いささか窮屈ではあります。だが、それだけだ」


 苦虫を噛み潰したような顔をするアリサを一瞥し、オボロは腰を上げた。


「王女殿下以外の方々は、どうぞお引取りを」

「素直に応じるとお思いですか? オボロ」

「戦女神の怒りとは恐ろしい。だが、ここは人の世。力とは腕力だけではないのですよ、セナ嬢」


 そう言うと、獣人の剣が自分の首筋に当てられる。それを見た、セナの周囲の気温が一気に下がったように感じた。


「少し、いいか?」

「ほう。この状況で言葉を発するか。見かけによらず剛胆だな、少年。もしくは、余程の馬鹿か」


 一触即発の状況で、首筋に剣を当てられた自分が声を出せたのは意外だった。いや、後ろに立つ獣人からは、こちらに殺気が向けられていなかったからだ。

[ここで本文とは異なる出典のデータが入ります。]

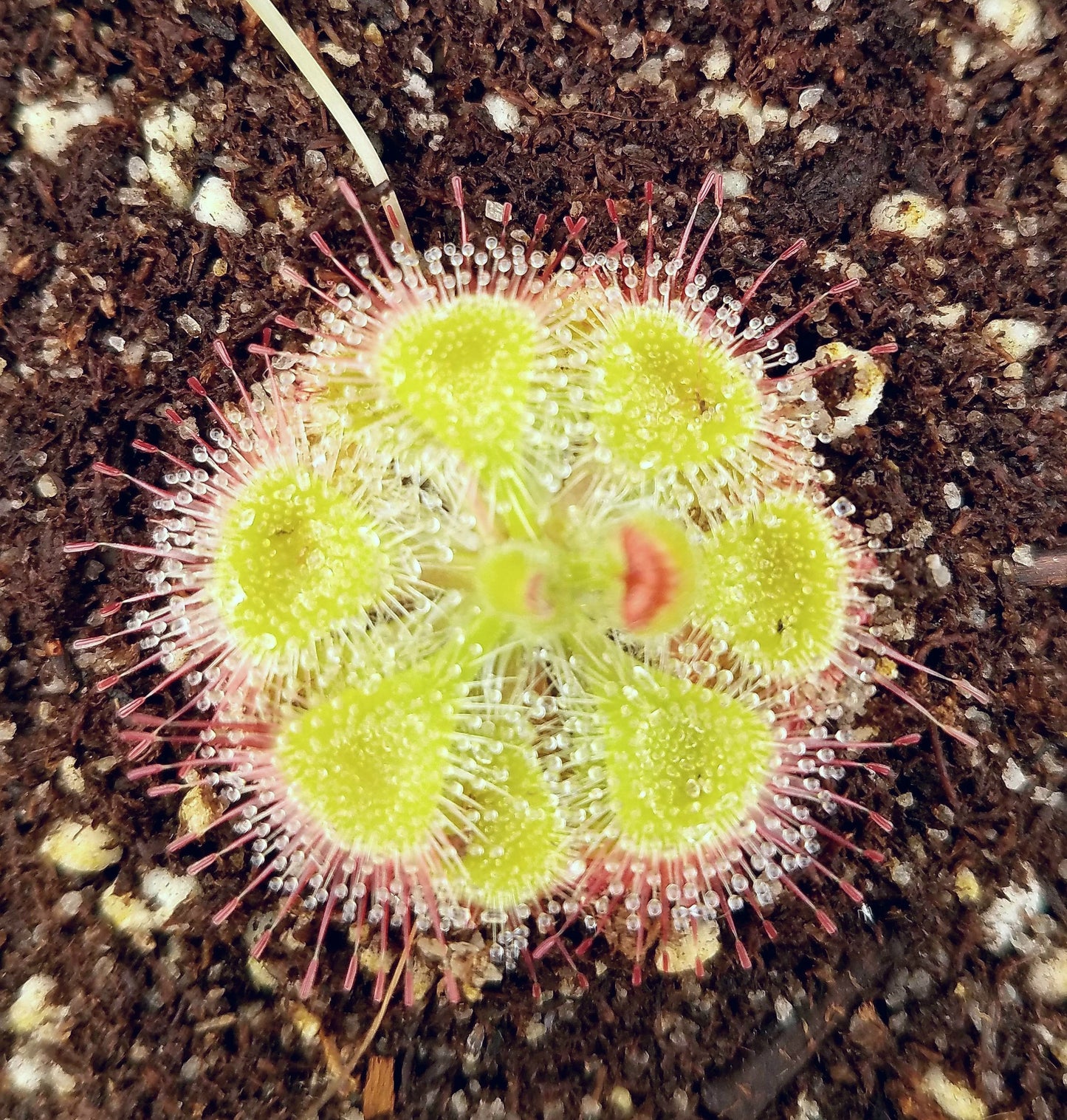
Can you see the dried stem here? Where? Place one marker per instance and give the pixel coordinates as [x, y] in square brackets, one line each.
[346, 120]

「要は、俺たちがあんた等の役に立てばいいってことでいいか?」

「ふん。滅多なことを口にするなよ。少年」

「さぁて、人の話を聞かずに馬鹿を見るのはどっちだろうな」


 相手のペースに飲まれない様に虚勢を張り、余裕ぶった態度が功を奏したのか、オボロはこちらの話に耳を傾けた。

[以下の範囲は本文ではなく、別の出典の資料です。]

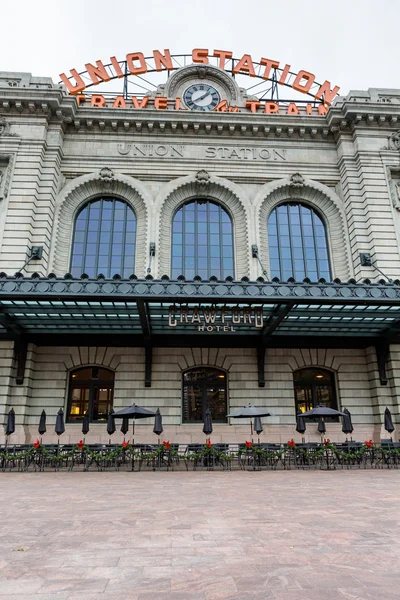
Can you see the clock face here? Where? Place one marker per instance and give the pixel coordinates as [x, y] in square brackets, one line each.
[201, 96]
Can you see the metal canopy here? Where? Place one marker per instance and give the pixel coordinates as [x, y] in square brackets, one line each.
[149, 313]
[148, 309]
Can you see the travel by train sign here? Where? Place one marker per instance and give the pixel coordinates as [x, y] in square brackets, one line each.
[262, 94]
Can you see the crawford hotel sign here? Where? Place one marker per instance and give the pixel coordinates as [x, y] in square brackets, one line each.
[199, 81]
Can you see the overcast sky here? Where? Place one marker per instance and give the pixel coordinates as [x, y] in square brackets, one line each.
[353, 43]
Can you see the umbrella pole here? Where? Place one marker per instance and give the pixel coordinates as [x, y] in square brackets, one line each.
[5, 452]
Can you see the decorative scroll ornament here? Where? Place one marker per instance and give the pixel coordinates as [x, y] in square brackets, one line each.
[202, 180]
[297, 180]
[107, 177]
[4, 126]
[394, 141]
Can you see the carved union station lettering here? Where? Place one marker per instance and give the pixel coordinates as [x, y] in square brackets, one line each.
[219, 152]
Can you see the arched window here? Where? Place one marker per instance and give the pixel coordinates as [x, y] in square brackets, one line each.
[297, 243]
[202, 241]
[204, 387]
[313, 386]
[104, 239]
[90, 389]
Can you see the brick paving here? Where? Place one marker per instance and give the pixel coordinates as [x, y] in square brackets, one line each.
[283, 535]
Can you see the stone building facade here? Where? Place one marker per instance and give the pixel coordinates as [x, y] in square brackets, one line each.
[56, 156]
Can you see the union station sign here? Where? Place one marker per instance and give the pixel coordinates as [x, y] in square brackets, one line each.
[198, 96]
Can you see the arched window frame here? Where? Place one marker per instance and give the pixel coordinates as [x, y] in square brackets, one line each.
[91, 385]
[314, 399]
[226, 389]
[224, 210]
[314, 211]
[108, 271]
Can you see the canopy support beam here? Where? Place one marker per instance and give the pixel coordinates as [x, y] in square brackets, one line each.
[275, 320]
[382, 355]
[144, 317]
[261, 350]
[20, 353]
[148, 354]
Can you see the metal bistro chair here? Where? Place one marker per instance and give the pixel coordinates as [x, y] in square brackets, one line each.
[389, 460]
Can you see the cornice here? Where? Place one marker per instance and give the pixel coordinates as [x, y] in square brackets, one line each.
[57, 106]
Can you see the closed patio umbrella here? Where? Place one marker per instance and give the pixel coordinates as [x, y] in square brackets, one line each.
[207, 427]
[110, 424]
[133, 412]
[10, 425]
[258, 428]
[158, 428]
[85, 424]
[124, 426]
[60, 427]
[388, 421]
[347, 425]
[300, 424]
[42, 423]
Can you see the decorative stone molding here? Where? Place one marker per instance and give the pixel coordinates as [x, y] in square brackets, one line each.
[297, 180]
[107, 177]
[6, 162]
[324, 201]
[202, 180]
[82, 189]
[394, 141]
[393, 178]
[226, 193]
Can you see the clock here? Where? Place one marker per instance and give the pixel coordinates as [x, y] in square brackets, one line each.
[201, 96]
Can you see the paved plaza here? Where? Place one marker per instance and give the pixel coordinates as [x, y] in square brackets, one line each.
[283, 535]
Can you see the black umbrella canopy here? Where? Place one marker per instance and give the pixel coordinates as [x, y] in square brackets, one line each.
[258, 428]
[10, 425]
[207, 427]
[347, 425]
[321, 426]
[125, 424]
[158, 428]
[300, 423]
[85, 423]
[60, 427]
[249, 411]
[322, 411]
[388, 421]
[134, 412]
[110, 423]
[42, 423]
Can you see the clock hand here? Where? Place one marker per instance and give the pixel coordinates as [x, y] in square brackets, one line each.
[208, 93]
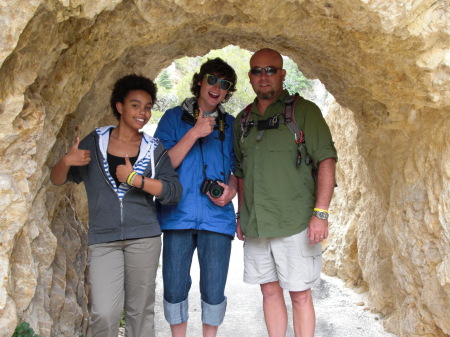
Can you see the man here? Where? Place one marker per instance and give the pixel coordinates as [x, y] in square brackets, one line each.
[284, 194]
[199, 136]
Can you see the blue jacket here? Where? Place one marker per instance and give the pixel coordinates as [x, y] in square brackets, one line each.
[195, 210]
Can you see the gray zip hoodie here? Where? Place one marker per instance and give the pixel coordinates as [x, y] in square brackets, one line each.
[124, 212]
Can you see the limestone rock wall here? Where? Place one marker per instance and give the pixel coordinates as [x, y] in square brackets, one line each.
[387, 63]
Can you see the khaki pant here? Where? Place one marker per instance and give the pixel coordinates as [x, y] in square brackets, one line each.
[122, 277]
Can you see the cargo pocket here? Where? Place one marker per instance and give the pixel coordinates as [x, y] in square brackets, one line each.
[312, 255]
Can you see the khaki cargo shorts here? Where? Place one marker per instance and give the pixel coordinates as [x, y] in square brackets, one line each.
[291, 260]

「……いいだろう。では、聞かせてもらおうか? 君たちを助ける利得とやらを」

「そうだな、あんたらの命と今後の活動場所ってところでどうだ?」


 こちらの言葉に、オボロは大声で笑う。しかし、こちらを見る目は冷静に真っ直ぐこちらを見ていた。


「これまた、大きく出たな。少年」

「知っているだろ? 帝国の連中が攻めて来てるのを」

「無論。知らぬ者などいないさ」

「次の目標が王都ここだって言うのも?」

「西の都が落ちた。当然、次は王都に来るだろう。皆が知ってるとも」

「では、帝国と貴族に密約があるというのも?」


 ここでオボロからは笑顔が消え、眉がピクリと動いた気がした。だが、そこまでだった。

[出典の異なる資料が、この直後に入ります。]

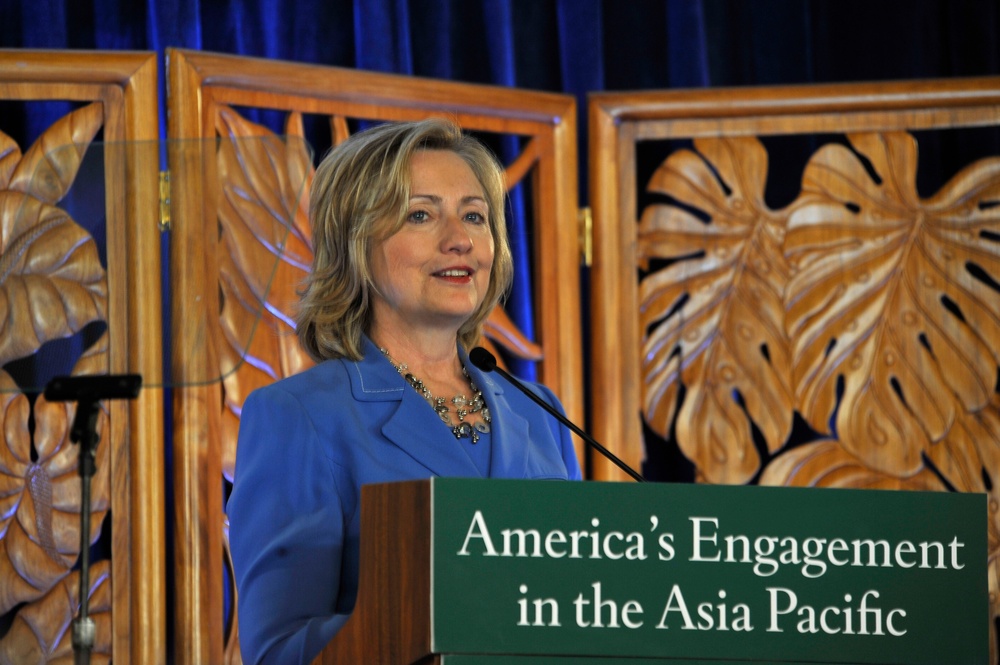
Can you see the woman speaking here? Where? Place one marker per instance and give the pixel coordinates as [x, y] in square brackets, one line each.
[410, 257]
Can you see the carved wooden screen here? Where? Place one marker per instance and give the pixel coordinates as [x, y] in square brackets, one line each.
[787, 294]
[52, 287]
[238, 208]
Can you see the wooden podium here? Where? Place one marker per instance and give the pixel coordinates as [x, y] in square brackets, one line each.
[483, 572]
[391, 621]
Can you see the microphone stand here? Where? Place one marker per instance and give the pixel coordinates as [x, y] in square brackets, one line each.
[487, 362]
[87, 392]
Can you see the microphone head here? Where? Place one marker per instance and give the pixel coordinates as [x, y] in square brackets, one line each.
[483, 359]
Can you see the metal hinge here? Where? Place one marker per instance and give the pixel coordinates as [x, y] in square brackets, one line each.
[164, 201]
[586, 220]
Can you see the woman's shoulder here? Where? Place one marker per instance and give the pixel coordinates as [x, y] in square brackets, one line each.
[327, 376]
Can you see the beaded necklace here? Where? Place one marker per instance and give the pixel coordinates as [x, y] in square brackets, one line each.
[463, 406]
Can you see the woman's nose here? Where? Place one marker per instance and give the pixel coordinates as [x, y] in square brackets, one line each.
[456, 236]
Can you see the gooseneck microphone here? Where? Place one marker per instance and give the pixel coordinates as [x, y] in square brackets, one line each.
[486, 362]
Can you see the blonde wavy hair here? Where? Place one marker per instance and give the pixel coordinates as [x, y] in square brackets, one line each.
[359, 197]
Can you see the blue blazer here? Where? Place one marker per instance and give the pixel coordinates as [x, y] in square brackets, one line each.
[306, 446]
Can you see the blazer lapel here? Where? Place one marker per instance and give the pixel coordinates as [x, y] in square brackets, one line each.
[509, 430]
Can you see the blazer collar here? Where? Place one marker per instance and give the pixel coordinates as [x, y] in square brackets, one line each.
[413, 426]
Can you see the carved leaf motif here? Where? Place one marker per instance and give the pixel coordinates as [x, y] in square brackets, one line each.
[714, 315]
[10, 157]
[40, 498]
[51, 281]
[42, 632]
[49, 167]
[889, 298]
[264, 257]
[825, 463]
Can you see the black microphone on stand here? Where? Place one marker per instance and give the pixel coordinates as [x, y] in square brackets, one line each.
[486, 362]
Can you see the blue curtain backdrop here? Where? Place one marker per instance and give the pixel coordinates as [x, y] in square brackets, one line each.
[569, 46]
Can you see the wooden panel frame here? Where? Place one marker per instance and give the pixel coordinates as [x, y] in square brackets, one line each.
[617, 122]
[199, 83]
[125, 83]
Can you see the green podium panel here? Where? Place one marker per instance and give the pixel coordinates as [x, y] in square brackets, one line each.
[492, 572]
[669, 572]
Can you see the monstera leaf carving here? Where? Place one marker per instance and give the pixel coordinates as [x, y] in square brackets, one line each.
[894, 302]
[42, 632]
[51, 286]
[264, 256]
[714, 315]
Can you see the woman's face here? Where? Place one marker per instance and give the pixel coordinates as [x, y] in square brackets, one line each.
[434, 272]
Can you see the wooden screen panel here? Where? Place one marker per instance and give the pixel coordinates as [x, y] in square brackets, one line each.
[208, 95]
[862, 305]
[53, 286]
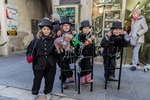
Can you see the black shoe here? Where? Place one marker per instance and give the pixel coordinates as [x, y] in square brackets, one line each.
[111, 78]
[133, 68]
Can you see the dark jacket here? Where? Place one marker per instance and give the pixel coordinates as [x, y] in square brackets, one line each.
[44, 52]
[55, 26]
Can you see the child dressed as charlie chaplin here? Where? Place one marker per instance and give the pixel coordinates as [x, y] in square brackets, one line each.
[86, 38]
[66, 32]
[41, 51]
[113, 40]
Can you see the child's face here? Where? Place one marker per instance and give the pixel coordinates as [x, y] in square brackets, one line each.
[86, 30]
[67, 37]
[116, 32]
[46, 30]
[135, 14]
[66, 27]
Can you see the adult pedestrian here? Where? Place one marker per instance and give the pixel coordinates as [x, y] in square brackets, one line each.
[138, 29]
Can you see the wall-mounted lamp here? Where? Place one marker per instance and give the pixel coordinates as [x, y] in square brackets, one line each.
[136, 6]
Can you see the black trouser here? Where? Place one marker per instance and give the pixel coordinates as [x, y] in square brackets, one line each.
[111, 64]
[85, 64]
[48, 74]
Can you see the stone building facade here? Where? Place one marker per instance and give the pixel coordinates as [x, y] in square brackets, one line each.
[28, 13]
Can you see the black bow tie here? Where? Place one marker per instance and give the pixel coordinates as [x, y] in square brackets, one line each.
[45, 37]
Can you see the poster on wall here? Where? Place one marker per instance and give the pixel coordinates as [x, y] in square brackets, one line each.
[11, 19]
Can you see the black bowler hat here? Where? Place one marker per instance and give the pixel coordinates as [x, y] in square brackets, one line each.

「そういう事もあるだろう。だが、帝国の奴らが王都を乗取ったところで、所詮は頭がすげ替わるのみ。媚びる先が替わるだけだ。

 むしろ我々のような下民は、戦いに巻き込まれずに済むのではないか?」

「それは、相手が人間の時に通じる道理だ」

「どういう意味だ?」


 ここに来て、オボロはこちらの話に乗ってきた。ようやく交渉のスタートラインに立った気がした。


「ゴンドが落ちて、まだ日が浅い。破れたとはいえ、元は最強と名高い軍事力の国だ。いくら帝国と言っても掌握するのに時間が掛かるだろう。

 だから、この国の西側は、帝国軍主力ではない軍勢で落としにきた。だが、その部隊も、今は西の都で足止めだ」


 むしろ、国境に現れたのがテミッド王子の軍だったのは救いだった。王都に向かっている軍勢が先に侵攻していれば、オエスは悲惨な末路を辿っていただろうから。


「では、この王都に一番先に到達するのは誰か?

 帝国の本隊でもなく、西の都に留まる部隊でもない。帝国のゴンド侵攻に呼応して動いた、もう一つの勢力」


 本来、この国への侵攻の主力となるはずの軍勢。